Concrètement, les fonds serviront à mettre en place des plateformes de gestion administrative, à dématérialiser les actes d’état civil, à informatiser les régies de recettes et à connecter les exécutifs municipaux aux systèmes d’information de l’administration centrale. Pour des collectivités souvent freinées par une faible mobilisation fiscale, l’enjeu est aussi budgétaire : un meilleur recouvrement via le numérique conditionne leur autonomie financière, promesse de la décentralisation.
Numérisation et souveraineté : des choix à faire
Le choix des partenaires techniques et financiers sera déterminant. Le Cameroun a multiplié ces dernières années les collaborations avec des bailleurs multilatéraux comme la Banque mondiale, la Banque africaine de développement ou l’Agence française de développement pour des projets de gouvernance électronique. Parallèlement, la Chine s’est imposée comme un fournisseur majeur d’infrastructures télécoms, notamment à travers le backbone national déployé avec Huawei.
Pour un projet qui touche aux données des citoyens et à la chaîne administrative locale, la question de l’hébergement souverain est cruciale. Le pays dispose d’un cadre légal sur la cybersécurité et la protection des données depuis 2010, mais son application reste perfectible. La numérisation des CTD obligera à choisir entre solutions hébergées localement, recours au cloud d’opérateurs étrangers ou architectures hybrides, chaque option ayant des implications en termes de coût, de résilience et de contrôle.
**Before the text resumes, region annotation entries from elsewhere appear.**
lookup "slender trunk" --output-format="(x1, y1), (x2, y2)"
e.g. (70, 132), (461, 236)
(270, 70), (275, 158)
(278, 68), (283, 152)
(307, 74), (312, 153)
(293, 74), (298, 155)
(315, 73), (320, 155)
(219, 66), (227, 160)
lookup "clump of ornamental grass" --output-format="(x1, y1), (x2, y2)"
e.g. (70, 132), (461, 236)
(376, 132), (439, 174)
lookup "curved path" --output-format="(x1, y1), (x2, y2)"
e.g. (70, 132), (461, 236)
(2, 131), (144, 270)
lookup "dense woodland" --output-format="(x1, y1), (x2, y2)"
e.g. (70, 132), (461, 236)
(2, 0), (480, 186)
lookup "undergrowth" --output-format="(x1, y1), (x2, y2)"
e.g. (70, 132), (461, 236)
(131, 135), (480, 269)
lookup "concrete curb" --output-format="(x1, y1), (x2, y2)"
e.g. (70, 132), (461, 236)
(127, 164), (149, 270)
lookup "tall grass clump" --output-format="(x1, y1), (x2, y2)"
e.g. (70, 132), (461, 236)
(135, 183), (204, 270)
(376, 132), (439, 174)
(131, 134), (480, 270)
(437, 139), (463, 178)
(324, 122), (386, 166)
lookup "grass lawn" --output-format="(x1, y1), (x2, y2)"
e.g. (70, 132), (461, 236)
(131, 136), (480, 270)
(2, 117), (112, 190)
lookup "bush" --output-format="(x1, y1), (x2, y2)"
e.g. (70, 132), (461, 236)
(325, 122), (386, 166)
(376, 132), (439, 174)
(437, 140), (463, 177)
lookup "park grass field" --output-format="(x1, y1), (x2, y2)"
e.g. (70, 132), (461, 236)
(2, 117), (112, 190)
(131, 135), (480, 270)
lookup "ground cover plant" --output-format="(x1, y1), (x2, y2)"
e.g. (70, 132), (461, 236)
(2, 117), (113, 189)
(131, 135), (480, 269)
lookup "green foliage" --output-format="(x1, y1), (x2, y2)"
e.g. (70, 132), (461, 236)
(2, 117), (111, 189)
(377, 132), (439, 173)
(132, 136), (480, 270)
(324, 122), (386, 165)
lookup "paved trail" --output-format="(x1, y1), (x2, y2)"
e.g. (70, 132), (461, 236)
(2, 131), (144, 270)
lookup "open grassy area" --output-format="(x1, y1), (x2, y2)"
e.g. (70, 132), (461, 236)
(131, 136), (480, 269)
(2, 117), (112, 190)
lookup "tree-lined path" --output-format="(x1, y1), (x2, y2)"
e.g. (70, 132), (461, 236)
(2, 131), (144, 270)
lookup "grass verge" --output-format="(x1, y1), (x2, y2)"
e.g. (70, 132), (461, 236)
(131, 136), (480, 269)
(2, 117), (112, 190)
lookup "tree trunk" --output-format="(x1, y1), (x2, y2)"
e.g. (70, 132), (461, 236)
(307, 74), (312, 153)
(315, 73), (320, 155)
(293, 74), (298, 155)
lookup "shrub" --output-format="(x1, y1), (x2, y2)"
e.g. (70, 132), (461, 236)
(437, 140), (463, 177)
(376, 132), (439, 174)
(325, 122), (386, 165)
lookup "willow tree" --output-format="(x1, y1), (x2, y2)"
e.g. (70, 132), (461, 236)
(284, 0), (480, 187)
Le contexte régional offre des points de comparaison intéressants. Le Rwanda a fait de sa plateforme Irembo un modèle de dématérialisation des services publics jusqu’au niveau des secteurs administratifs. Le Sénégal a lancé une stratégie similaire via la Délégation générale à la transformation numérique. Le Bénin, quant à lui, a mis en place un guichet unique des formalités administratives qui inspire plusieurs pays d’Afrique centrale.
Des défis au-delà du financement
Réunir 163 millions de dollars ne garantit pas le succès du projet. La fracture numérique territoriale reste marquée au Cameroun, les zones rurales étant encore mal desservies par la fibre optique et la 4G. L’Agence de régulation des télécommunications (ART) et le ministère des Postes et Télécommunications devront coordonner le déploiement des services numériques communaux avec l’extension des infrastructures de connectivité, sous peine d’accentuer les inégalités entre les grandes villes et l’arrière-pays.
La formation des agents communaux est un autre angle mort de cette transformation. Sans personnel formé à l’utilisation des outils, à la maintenance de base et à la cybersécurité élémentaire, les investissements matériels risquent d’avoir un impact limité. Plusieurs partenaires techniques insistent désormais sur la nécessité d’associer les projets d’équipement à des programmes de renforcement des capacités sur plusieurs années.
Enfin, le calendrier reste flou. Le gouvernement camerounais n’a pas encore publié d’échéancier précis pour la mobilisation des fonds ni de liste définitive des bailleurs sollicités. Le rythme du chantier déterminera la crédibilité d’une décentralisation présentée comme un axe majeur de la modernisation de l’État. La recherche de ce financement s’inscrit dans la stratégie nationale de numérisation des collectivités territoriales décentralisées.